When we feel threatened, our first impulse is to retreat even deeper into our tribal fiction, because it feels like security, it feels like home. The idea of a trans-tribal society is a pale, intellectual vision, while tribalism is a vivid, visceral compulsion rooted deep in our genes. Which means we’ll never fight for our species in the same fiercely instinctive way we fight for our tribes.

And regression answers the puzzle of why large numbers of people are able to vote eagerly against their own best interests. And why they’ll stick with a political leader who pushes policies that make them poorer and make their lives harder. And why they remain desperately loyal to leaders who hurt them. It’s not stupidity. There’s a simple rule at play: When you get scared, go more tribal. Obey the ancient drive to belong no matter what you have to sacrifice to do that.

So we’re set up for defeat. And by what?

A paradox.

Belonging to our tribe is more important to us than survival, because for most of our history, tribal belonging has been the first requirement for survival.

What feels best to us is now what’s worst for us. If we indulge ourselves in unrestrained tribalism, which is built into our DNA, and which has been the key to our survival, our species will die—and every last one of our tribes with it.

The pain of facing extinction is too much for most people, so it’s no wonder our mass societies are slipping their moorings from real reality to an astonishing degree. Our tribal psyches, despite the hopeful brilliance of our big brains, are quite capable of trapping us inside a dumbed-down, dangerously explosive, self-defeating fiction. Our psyches are capable of walling us off from the truth, and doing so with the kind of denial that’s so adamantine it can withstand pretty much any attempt by anybody to break through.

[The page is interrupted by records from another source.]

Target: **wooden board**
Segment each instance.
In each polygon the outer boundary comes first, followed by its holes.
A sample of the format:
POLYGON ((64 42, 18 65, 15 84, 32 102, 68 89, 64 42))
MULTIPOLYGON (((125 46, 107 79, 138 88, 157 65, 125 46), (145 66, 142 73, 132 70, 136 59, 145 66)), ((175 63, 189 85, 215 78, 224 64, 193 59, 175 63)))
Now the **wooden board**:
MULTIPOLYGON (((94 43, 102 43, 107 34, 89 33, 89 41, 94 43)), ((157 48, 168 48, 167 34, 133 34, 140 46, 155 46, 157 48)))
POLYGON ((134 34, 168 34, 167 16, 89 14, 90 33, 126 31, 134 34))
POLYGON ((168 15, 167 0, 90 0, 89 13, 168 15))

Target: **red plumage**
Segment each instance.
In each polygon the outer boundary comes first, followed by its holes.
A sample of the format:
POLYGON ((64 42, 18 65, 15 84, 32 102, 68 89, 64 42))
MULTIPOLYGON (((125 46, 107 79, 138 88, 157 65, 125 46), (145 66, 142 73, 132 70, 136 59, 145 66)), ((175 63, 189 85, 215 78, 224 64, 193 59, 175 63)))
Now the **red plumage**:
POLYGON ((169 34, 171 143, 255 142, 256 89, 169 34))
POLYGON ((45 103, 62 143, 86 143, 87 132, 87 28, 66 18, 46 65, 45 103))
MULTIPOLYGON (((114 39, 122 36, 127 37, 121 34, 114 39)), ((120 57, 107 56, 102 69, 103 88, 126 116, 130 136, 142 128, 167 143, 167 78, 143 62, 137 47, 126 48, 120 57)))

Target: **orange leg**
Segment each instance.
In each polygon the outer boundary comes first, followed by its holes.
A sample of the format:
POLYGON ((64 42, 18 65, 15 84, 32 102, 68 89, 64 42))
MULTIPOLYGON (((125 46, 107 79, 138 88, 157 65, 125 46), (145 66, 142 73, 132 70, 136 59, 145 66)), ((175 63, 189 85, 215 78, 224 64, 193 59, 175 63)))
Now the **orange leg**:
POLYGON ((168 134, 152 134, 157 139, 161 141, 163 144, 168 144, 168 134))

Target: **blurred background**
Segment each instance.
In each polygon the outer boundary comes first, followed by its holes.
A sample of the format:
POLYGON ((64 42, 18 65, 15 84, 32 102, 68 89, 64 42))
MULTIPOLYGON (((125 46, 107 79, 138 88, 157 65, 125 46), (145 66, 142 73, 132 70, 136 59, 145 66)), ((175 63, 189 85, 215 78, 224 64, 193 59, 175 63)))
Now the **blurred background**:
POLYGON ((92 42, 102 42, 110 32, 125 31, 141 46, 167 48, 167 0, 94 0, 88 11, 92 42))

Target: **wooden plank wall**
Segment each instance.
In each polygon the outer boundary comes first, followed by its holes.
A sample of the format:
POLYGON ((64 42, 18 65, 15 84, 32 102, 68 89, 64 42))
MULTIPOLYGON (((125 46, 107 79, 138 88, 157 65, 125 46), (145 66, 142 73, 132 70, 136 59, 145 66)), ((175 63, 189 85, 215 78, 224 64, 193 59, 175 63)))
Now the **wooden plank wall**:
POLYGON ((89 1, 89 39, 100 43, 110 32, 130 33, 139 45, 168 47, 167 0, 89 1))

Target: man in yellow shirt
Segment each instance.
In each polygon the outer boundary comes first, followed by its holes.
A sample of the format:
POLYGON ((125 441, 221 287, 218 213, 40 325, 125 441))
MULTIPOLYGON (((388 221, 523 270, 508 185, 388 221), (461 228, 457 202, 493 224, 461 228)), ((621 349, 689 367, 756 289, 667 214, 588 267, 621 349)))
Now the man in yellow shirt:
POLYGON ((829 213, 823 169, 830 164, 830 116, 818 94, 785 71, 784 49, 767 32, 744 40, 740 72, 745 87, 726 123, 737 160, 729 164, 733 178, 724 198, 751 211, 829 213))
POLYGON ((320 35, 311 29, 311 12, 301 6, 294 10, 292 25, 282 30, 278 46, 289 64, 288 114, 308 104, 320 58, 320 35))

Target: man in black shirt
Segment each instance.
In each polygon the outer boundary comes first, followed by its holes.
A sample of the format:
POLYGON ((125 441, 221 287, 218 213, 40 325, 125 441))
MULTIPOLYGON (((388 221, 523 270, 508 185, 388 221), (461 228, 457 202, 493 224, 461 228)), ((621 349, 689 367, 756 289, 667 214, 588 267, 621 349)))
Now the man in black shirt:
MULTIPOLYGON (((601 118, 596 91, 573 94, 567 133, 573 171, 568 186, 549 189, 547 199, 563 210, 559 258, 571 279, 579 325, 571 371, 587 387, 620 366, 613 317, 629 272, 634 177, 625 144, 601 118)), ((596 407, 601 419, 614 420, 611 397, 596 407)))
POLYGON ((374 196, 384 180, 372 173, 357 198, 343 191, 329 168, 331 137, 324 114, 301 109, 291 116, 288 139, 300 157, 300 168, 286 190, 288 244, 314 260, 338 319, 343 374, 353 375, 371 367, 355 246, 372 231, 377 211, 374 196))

And maybe it feels like we’ve only recently made a sudden shift into a post-fact era, but our tribes have been living inside fictions for millennia. And it’s long been the case in human society that a lie counts as the truth if we need it to make our tribal story work. It doesn’t matter if we know we’re telling ourselves a lie. It doesn’t matter if our whole story is a lie. It doesn’t matter if that story is self-destructive. If we believe we need it, if we believe it to be our salvation, we’ll grab it and hold onto it, ardently, doggedly, grimly, until it kills us.

And so it’s come to this: Our tribal stories now have the power to incinerate our species—a species we all belong to but have never really bonded with.